Andres · April 30, 2015 at 4:43 pm
Hi,
I’m a recent convert to registration. Firstly, it would make it easier to establish a positive definition of the public domain, because it would be the default and you would have to do something to gain copyright. It also makes it easier to sell term reduction to owners by telling them that they can creates things.
The only issue that I may have with the proposal would be with pictures, where there could be misappropriation of pictures by businesses.
lawgeeknz · April 30, 2015 at 4:48 pm
But then, this http://www.iposgoode.ca/2015/04/debunking-common-myths-about-copyright-term-extension-for-sound-recordings-and-performances-why-longer-is-better/ …. but what about this https://www.techdirt.com/skyisrising/
Francis Davey · May 1, 2015 at 7:30 am
George Barker’s argument seems to be roughly that the empirical evidence for additional costs associated with (recorded music) term extension is poor and so should be disregarded, whereas his contentions – based on even less empirical evidence – should be accepted. Not very compelling is it?
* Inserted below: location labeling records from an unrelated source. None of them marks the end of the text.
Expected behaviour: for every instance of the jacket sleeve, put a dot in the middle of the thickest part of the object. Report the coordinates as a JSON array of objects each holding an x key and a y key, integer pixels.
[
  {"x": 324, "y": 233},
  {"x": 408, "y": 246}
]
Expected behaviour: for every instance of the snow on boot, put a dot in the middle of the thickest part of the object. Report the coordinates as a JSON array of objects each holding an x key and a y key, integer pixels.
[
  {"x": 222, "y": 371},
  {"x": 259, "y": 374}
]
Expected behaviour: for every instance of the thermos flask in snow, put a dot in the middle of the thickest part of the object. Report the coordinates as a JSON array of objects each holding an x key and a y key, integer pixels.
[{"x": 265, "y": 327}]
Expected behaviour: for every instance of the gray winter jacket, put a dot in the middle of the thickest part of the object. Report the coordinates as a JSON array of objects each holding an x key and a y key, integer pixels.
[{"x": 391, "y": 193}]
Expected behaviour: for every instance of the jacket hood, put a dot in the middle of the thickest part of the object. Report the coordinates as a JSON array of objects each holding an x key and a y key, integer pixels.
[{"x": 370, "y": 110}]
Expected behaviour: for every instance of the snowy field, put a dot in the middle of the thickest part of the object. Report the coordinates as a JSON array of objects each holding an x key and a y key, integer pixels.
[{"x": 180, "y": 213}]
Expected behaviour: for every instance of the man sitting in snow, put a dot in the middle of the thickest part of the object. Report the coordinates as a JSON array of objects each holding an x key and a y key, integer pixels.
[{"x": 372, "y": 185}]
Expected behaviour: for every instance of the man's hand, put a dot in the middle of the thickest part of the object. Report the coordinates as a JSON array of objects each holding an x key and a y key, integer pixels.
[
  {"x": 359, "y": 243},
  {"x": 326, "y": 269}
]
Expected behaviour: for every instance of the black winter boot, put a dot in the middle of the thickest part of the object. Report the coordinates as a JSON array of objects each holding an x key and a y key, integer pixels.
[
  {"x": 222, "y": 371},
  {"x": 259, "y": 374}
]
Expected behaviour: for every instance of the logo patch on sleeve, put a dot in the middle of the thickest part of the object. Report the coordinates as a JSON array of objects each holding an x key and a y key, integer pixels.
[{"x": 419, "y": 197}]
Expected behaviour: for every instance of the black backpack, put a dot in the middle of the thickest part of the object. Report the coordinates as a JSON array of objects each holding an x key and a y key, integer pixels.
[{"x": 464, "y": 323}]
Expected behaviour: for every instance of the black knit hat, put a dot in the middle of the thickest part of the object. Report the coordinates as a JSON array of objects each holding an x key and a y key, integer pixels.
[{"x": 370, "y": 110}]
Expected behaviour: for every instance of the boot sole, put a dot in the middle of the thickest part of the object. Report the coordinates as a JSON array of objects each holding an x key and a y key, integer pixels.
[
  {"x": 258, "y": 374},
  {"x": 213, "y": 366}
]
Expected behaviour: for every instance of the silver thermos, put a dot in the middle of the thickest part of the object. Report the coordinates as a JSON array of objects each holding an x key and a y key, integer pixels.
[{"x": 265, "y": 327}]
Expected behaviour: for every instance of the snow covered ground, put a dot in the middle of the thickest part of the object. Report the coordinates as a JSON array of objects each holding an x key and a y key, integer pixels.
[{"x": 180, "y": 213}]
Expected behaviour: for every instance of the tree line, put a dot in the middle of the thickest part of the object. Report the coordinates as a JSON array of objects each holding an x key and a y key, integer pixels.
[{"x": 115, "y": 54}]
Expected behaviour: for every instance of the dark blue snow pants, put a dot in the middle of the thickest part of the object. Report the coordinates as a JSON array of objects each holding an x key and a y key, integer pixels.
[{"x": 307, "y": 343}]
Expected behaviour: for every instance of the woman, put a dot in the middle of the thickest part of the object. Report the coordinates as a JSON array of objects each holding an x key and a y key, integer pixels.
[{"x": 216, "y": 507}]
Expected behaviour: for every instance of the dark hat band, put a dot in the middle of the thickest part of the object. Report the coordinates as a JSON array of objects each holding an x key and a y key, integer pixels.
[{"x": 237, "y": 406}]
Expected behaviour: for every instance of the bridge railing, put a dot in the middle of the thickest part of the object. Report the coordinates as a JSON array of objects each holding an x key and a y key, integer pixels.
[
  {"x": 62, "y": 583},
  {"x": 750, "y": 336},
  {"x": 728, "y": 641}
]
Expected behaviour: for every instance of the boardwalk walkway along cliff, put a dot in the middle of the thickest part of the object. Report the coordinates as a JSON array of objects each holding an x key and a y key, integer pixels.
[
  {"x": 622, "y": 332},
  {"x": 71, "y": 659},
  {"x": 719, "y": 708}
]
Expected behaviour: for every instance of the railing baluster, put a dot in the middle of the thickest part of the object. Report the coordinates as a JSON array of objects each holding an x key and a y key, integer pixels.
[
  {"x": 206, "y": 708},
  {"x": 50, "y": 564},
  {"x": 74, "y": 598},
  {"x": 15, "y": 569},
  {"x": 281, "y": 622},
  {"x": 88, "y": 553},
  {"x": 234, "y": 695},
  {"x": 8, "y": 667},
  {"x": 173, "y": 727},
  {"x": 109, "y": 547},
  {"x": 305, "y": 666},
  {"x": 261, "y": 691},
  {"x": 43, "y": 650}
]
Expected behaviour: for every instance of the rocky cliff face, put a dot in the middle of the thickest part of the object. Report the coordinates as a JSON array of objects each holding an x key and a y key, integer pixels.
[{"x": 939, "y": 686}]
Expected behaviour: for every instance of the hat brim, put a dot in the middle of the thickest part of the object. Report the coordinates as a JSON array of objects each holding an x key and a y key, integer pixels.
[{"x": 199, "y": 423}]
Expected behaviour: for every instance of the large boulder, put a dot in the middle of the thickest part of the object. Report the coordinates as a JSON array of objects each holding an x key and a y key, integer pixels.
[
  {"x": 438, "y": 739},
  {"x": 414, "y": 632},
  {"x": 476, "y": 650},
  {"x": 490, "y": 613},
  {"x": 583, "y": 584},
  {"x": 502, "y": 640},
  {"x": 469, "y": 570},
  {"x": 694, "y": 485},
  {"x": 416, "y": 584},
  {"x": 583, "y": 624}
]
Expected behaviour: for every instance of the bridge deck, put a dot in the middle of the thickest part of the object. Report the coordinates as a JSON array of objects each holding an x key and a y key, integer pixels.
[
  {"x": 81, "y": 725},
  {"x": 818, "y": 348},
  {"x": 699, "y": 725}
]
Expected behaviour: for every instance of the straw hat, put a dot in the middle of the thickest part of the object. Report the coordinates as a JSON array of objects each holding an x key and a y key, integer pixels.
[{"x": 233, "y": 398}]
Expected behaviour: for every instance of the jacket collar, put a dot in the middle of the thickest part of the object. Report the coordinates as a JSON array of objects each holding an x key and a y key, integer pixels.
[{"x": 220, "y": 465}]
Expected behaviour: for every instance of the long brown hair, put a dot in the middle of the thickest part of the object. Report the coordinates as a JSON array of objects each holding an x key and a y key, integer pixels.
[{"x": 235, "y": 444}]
Empirical evidence of the effect of copyright (of any kind or extent) is pretty poor generally. This is unsurprising because we aren’t allowed to carry out controlled tests (if only). The little work on literary copyright in the US suggests that Landes and Posner are probably wrong. But that’s really about it.
It is hard to fault many of Macaulay’s 1841 arguments which are as relevant to today as they were then (eg on discount rate, though he did not call it that).
Francis Davey · May 1, 2015 at 12:36 am
I think the idea of an initial (short) term without a registration requirement plus renewal on the basis that any renewed term is registered offers quite a few benefits. It means everyone gets the benefit for short periods, but after (say) 14 years, most people are not actually monetising their copyright. Indeed the overwhelming majority of copyright material ought to be in the public domain by that point and its owners are probably no longer bothered. If bothered they can register.
This is roughly what William Patry proposed a few years ago at an SCL conference and also very similar to the position in the USA at one stage (hence, presumably, his attachment to it).
Clearly it would need international treaty re-negotiation.